Henri Troyat était écrivain, mais je le connais uniquement en tant que biographe: j'ai lu, il y a fort longtemps, sa biographie d'Alexandre Dumas, puis, il y a longtemps aussi mais quand même moins, celle d'Émile Zola. Adorant Guy de Maupassant, je n'ai pas hésité une seconde à acheter cette biographie-ci lorsque je l'ai trouvée d'occasion. Je connaissais déjà assez bien la vie de Maupassant dans les grandes lignes, car je l'ai étudié à l'école et j'ai lu un assez grand nombre de ses livres, mais j'ai bien sûr approfondi considérablement le sujet en passant un peu plus de 300 pages en sa compagnie. C'était très intéressant, car Maupassant a eu une vie hors de l'ordinaire: un mode de vie débridé avec beaucoup de femmes, une carrière littéraire express mais flamboyante au contact de très grands noms du XIXe siècle (Flaubert d'abord, qui l'a beaucoup aidé, puis Zola évidemment, et Edmond de Goncourt qui ne s'est guère privé de le démollir dans son journal), puis une mort particulièrement tragique. Né en en 1850, il a publié à partir de 1879 et a réussi à sortir six romans et quinze (!) recueils de nouvelles avant de sombrer dans la folie au début des années 1890. (Et quelle folie: le dernier chapitre est horrible et serre le cœur. Maupassant se croyait persécuté, piétinait des insectes qu'il était le seul à voir, léchait les murs de sa cellule, se retenait d'uriner parce que l'urine "est faite de bijoux"...) Henri Troyat évoque aussi sa vie sexuelle hyperactive. Je savais que Maupassant était un coureur de jupons, mais, apparemment, il couchait vraiment tout le temps, partout, avec des femmes de toutes les catégories sociales possibles. Sa folie a d'ailleurs été provoquée par la syphillis, une MST. Et sinon, j'ai découvert qu'il bataillait sec avec ses éditeurs pour se faire payer, et bien payer, et vite payer. De nos jours, il serait à la Ligue des auteurs professionnels!

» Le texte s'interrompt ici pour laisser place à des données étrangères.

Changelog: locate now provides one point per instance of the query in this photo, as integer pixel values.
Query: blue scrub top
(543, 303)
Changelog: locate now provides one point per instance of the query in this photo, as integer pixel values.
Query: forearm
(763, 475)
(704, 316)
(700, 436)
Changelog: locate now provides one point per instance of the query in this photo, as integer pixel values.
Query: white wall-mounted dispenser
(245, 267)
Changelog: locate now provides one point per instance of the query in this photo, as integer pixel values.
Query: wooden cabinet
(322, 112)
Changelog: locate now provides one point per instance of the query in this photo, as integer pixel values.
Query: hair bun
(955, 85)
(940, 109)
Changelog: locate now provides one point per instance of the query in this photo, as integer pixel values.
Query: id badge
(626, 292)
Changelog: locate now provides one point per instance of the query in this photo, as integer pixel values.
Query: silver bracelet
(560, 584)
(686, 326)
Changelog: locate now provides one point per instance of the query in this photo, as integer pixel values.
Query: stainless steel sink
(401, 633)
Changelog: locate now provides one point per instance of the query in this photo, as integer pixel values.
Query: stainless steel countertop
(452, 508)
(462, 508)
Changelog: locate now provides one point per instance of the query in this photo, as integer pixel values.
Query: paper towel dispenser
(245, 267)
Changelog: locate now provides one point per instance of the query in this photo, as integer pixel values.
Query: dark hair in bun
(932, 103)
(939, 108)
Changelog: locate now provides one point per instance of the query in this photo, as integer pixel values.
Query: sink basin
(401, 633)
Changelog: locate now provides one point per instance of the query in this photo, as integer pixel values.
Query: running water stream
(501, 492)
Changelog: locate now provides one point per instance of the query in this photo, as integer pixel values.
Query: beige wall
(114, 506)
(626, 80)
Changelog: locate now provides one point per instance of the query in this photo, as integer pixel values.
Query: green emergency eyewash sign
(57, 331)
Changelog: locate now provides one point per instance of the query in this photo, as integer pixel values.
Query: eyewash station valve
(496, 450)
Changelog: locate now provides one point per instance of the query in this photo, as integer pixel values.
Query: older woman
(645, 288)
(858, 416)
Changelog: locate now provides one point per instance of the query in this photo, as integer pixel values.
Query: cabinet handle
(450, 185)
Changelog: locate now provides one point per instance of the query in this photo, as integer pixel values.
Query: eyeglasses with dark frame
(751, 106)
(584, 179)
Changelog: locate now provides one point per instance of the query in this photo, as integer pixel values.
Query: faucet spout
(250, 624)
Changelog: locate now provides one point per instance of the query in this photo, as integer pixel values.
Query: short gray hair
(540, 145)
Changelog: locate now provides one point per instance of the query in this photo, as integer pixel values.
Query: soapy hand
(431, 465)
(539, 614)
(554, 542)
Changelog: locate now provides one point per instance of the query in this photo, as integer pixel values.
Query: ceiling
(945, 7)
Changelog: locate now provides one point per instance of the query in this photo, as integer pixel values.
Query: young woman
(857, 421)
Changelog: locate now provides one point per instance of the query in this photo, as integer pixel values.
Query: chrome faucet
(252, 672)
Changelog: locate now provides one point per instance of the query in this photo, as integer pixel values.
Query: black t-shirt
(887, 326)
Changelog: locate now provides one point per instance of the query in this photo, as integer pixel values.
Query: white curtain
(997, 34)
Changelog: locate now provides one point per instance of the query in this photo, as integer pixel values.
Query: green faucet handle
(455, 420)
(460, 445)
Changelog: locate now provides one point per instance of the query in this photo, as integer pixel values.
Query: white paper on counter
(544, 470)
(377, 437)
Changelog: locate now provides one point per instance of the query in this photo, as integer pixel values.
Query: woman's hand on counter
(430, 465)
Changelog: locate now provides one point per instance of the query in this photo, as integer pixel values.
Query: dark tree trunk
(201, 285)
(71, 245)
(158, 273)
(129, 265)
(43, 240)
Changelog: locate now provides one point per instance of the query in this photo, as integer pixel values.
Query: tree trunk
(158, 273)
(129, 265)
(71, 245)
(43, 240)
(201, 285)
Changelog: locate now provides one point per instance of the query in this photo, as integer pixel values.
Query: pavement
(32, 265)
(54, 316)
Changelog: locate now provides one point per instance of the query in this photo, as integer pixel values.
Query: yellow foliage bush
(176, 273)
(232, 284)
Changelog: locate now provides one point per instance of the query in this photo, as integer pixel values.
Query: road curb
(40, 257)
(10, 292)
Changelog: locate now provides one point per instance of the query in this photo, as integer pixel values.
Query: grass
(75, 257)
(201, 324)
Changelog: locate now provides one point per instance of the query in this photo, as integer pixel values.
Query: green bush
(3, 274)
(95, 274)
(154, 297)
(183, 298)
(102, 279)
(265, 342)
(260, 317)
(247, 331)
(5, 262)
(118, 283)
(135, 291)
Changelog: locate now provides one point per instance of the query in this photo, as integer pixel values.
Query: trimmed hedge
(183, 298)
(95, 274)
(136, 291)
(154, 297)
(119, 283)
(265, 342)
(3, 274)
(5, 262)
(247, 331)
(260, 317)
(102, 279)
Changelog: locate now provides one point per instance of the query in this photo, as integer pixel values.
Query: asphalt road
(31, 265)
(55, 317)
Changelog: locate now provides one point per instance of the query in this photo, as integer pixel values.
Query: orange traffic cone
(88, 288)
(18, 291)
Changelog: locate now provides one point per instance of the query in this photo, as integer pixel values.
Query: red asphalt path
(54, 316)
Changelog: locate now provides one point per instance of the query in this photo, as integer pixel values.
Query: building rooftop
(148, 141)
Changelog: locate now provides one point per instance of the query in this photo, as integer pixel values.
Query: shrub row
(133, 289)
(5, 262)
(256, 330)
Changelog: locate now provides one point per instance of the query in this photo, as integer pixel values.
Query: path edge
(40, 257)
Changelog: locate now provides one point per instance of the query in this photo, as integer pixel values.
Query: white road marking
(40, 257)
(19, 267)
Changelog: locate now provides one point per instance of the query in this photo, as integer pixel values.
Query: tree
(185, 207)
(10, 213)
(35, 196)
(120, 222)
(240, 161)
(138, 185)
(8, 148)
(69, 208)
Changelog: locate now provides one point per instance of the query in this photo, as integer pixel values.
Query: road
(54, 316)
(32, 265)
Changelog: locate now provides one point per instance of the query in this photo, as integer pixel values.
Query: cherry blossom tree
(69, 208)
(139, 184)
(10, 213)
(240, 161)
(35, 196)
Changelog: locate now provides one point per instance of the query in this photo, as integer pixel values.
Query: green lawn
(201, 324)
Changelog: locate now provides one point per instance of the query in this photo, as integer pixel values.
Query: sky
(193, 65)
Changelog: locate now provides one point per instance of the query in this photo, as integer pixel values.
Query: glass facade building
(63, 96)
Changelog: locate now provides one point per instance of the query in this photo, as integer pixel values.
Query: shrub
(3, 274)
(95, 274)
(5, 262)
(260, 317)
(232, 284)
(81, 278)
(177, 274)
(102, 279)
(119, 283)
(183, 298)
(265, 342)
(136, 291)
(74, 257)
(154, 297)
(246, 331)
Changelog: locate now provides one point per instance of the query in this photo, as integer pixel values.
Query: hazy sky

Je vous laisse sur un extrait d'une lettre de Flaubert qui rend bien l'idée de l'activité sexuelle de Maupassant. Le 27 juillet 1877, Gustave Flaubert indique à Ivan Tourgueniev:

"Aucune nouvelle des amis, sauf le jeune Guy. Il m'a écrit récemment qu'en trois jours il avait tiré dix-neuf coups! C'est beau! mais j'ai peur qu'il ne finisse par s'en aller en sperme."

Je.

Je.

"J'ai peur qu'il ne finisse par s'en aller en sperme."

Les mots me manquent. Le dix-neuvième, ce siècle pudibond. 😂😂😂

jeudi 10 octobre 2024

Les BD du troisième trimestre 2024

Comme d'habitude, retour sur les lectures graphiques du trimestre écoulé!

La sage-femme du roi d'Adeline Lafitte (scénario) et Hervé Duphot (dessin) (2023)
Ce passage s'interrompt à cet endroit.